FRNL
   
  • 55€
  • 1010€
  • 2020€
  • 5050€
  • 100100€
  • 500500€
   

Expérience CLOUD : Quand les rayons cosmiques s’attaquent au réchauffement climatique

Le 21 octobre à 01:10

Nouvelle Solidarité - Article élaboré à partir d’une émission du LPAC-TV sur ce thème

Les premiers résultats de l’expérience CLOUD, menée au CERN (Organisation européenne pour la recherche nucléaire), en Suisse, par l’équipe du professeur Jasper Kirkby, qui étudie les relations entre les rayons cosmiques et le climat, sont parus dans le magazine Nature du 24 août.
Pour ceux qui aspirent à comprendre par quelles voies les événements sur Terre, y compris le climat, sont affectés par des processus solaires et galactiques, la publication des résultats de CLOUD est une bonne nouvelle !
Pour ceux qui espéraient utiliser le spectre d’une catastrophe climatique causée par l’homme [anthropogénique] pour imposer un plan malthusien de désindustrialisation et de dépopulation sur la planète, c’est une catastrophe...
Car les résultats de l’expérience CLOUD battent en brèche toute la propagande catastrophiste du GIEC, travaux de référence pour l’imposture du réchauffement climatique.

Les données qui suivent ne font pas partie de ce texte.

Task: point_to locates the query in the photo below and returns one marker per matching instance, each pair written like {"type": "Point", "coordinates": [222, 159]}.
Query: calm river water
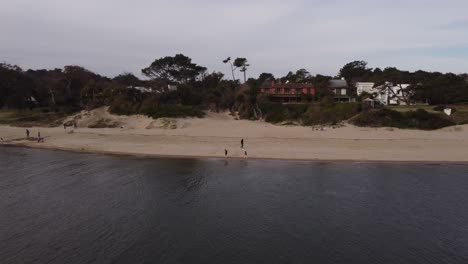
{"type": "Point", "coordinates": [59, 207]}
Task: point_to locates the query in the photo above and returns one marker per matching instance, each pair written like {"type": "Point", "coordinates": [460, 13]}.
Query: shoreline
{"type": "Point", "coordinates": [201, 157]}
{"type": "Point", "coordinates": [208, 137]}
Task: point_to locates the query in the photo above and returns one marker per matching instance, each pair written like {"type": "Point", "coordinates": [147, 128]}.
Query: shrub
{"type": "Point", "coordinates": [173, 111]}
{"type": "Point", "coordinates": [419, 119]}
{"type": "Point", "coordinates": [330, 113]}
{"type": "Point", "coordinates": [277, 112]}
{"type": "Point", "coordinates": [121, 105]}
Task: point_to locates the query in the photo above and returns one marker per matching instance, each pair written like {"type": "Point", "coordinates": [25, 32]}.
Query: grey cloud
{"type": "Point", "coordinates": [276, 36]}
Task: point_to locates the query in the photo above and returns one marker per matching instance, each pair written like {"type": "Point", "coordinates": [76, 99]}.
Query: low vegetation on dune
{"type": "Point", "coordinates": [46, 97]}
{"type": "Point", "coordinates": [418, 119]}
{"type": "Point", "coordinates": [324, 113]}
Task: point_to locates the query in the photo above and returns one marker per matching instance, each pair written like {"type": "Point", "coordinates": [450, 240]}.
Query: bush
{"type": "Point", "coordinates": [277, 112]}
{"type": "Point", "coordinates": [419, 119]}
{"type": "Point", "coordinates": [441, 108]}
{"type": "Point", "coordinates": [121, 105]}
{"type": "Point", "coordinates": [173, 111]}
{"type": "Point", "coordinates": [330, 113]}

Conscient de la bombe politique que cela représente, Rolf-Dieter Heuer, le directeur général du CERN, terrorisé, a même déclaré le 15 juillet au Welt Online : « J’ai demandé à mes collègues du CERN de présenter leurs résultats clairement, mais de ne pas les interpréter [sic]. Cela pour éviter d’entrer dans l’arène hautement politique du débat sur les changements climatiques. Il doit être clair que les rayons cosmiques ne sont qu’un des paramètres. »


Percer le mystère de la formation des nuages

L’expérience CLOUD (Cosmics Leaving Outdoor Droplets), menée au laboratoire de physique des particules du CERN, fut proposée dès 1998, dans la foulée des travaux du scientifique danois Henrik Svensmark montrant qu’il existe une corrélation entre les variations du flux de rayons cosmiques bombardant l’atmosphère de la Terre depuis l’espace extra-atmosphérique, et les variations de l’épaisseur de la couverture nuageuse de basse altitude, qui refroidit la Terre en réfléchissant la lumière du Soleil.

Il apparut alors que les particules chargées des rayons cosmiques, partiellement modulées par les activités du Soleil, sans que l’on comprenne encore comment, peuvent aider à amorcer la formation des nuages.

C’est en vue d’étudier ce processus que l’expérience CLOUD a été réalisée. Elle a été menée par une équipe interdisciplinaire de scientifiques provenant de dix-huit instituts de neuf pays, comprenant des physiciens de l’atmosphère, du Soleil, ainsi que des rayons cosmiques et des particules.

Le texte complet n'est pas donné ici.